Auf der Suche nach Jesus in den Neuen Medien

Andreas Mertin

Die Frage nach Religion im Cyberspace

Es gehört zu den faszinierenden Ereignissen der jüngeren Literaturgeschichte, dass ein Autor, der von der Sache selbst nichts oder doch nur wenig verstand, eine Textfolge schrieb, die im Anschluss von den Beschriebenen in Wirklichkeit umgesetzt wurde. Wer wissen möchte, auf welchen Gedanken nicht nur der Kultfilm Matrix basiert, sondern auch große Teile des Internets, sollte bei William Gibson nachlesen. Als dieser seine berühmte Romantrilogie(1) über den Cyberspace schrieb, noch bevor der Cyberspace wirklich existierte (und damit dem Cyberspace zugleich seinen Namen gab), widmete er sich in allen drei Romanen auch religiösen Grundfragen.

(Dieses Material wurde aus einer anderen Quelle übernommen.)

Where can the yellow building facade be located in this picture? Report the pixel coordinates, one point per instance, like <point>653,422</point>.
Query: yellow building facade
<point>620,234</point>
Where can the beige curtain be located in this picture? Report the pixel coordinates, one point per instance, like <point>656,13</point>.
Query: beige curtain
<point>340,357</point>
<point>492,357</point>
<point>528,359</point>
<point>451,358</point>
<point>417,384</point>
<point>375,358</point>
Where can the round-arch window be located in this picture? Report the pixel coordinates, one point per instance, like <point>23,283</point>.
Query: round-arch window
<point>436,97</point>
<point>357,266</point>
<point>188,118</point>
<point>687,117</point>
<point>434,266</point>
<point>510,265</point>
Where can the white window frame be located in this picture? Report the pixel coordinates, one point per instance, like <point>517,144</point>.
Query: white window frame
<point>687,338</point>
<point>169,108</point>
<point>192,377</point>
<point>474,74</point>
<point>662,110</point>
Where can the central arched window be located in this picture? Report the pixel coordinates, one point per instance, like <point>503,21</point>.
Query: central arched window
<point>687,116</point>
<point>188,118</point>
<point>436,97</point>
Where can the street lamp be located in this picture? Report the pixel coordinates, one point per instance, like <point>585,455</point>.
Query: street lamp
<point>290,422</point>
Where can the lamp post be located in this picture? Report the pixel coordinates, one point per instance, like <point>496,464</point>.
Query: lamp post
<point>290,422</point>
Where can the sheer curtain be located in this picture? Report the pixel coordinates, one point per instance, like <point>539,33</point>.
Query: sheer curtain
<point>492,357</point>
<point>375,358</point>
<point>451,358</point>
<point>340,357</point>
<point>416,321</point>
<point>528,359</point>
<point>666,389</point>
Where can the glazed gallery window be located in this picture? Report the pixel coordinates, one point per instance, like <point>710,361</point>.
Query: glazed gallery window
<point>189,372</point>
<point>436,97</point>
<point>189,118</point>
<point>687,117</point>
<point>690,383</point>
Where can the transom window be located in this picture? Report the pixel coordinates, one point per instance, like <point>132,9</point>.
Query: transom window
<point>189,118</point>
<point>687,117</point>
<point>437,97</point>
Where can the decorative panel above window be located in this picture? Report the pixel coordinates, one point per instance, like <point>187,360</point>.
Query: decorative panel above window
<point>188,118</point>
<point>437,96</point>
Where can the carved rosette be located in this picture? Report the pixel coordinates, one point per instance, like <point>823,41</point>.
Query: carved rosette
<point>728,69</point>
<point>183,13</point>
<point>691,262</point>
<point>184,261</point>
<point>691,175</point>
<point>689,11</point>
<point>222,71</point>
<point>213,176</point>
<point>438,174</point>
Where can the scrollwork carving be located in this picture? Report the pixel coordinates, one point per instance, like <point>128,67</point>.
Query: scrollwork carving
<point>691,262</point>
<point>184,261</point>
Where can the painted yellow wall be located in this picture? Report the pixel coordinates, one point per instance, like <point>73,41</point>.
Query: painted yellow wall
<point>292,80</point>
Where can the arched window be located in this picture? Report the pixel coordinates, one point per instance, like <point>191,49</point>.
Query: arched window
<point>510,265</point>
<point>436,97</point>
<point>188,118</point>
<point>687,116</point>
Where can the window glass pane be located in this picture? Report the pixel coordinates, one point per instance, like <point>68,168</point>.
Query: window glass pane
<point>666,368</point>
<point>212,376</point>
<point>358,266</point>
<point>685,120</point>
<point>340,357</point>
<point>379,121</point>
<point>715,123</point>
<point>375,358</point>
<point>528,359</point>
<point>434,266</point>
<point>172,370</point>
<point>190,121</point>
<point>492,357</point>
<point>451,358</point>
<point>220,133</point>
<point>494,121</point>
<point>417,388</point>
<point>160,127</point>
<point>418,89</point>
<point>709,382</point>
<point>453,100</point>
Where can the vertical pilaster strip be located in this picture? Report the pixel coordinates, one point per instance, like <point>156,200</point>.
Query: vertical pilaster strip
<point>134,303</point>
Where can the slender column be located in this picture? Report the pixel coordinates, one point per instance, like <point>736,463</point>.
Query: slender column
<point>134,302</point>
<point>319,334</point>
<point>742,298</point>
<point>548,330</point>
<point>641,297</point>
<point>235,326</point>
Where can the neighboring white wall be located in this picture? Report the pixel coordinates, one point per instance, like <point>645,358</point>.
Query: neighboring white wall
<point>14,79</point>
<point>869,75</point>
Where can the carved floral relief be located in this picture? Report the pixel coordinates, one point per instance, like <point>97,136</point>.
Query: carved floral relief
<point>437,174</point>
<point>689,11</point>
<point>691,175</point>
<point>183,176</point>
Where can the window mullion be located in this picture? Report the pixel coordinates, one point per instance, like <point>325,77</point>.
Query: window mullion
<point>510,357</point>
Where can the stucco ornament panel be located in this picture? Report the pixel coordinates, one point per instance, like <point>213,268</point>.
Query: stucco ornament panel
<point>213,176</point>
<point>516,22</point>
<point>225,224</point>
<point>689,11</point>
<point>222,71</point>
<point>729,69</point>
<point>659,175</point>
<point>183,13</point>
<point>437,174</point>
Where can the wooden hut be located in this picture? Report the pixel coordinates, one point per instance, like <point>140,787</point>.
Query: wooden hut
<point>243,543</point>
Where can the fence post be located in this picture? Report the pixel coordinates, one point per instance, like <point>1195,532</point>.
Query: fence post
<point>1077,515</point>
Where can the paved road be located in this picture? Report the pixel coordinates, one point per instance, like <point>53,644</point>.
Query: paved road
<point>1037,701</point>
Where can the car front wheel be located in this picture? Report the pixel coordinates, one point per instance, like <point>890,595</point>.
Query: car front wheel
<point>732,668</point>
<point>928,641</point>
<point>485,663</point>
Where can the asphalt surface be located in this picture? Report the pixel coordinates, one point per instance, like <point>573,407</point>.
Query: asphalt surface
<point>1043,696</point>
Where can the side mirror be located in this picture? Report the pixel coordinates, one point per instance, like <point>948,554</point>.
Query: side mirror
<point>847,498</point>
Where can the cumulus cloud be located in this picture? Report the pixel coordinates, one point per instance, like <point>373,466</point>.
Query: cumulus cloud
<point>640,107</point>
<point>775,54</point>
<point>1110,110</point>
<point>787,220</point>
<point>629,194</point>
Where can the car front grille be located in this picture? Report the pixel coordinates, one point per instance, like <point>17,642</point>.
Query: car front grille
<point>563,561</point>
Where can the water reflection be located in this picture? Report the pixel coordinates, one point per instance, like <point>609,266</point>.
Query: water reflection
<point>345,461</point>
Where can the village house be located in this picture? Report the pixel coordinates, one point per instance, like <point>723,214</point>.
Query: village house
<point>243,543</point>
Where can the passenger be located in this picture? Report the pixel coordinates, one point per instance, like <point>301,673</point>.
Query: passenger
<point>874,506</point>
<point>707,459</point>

Timothy Leary hat deshalb diese Romanfolge in der ihm eigenen Übertreibung als das Neue Testament des 21. Jahrhunderts bezeichnet. Während der erste Cyberpunkroman Neuromancer der Frage nach der möglichen Subjektivität von künstlichen Intelligenzen nachgeht, stellt der zweite Roman Biochips die Frage nach dem absoluten Kunstwerk und nach dem Leben des Absoluten, also nach Gott. Gibsons drittes Epos Mona Lisa Overdrive stellt die Frage, ob sich menschliches Leben in den Cyberspace überführen lässt und so der einzelne ewiges Leben gewinnen kann. Die in der Romantrilogie leitenden drei Fragen: Wer bin ich? - Wo komme ich her? - Wo gehe ich hin? sind genuin religiöse Fragen und sie haben einige von jenen beeinflusst, die später das Internet ausgestaltet haben. Auch wenn das Netz heute vor allem eine kommerzielle Zerstreuungsmaschine ist, sind einige dieser religiösen Grundzüge weiterhin erkennbar. Jesus Christus spielt in der Cyberpunk-Trilogie keine Rolle, hier wird die Frage nach Religion abstrakter und konkreter zugleich gestellt.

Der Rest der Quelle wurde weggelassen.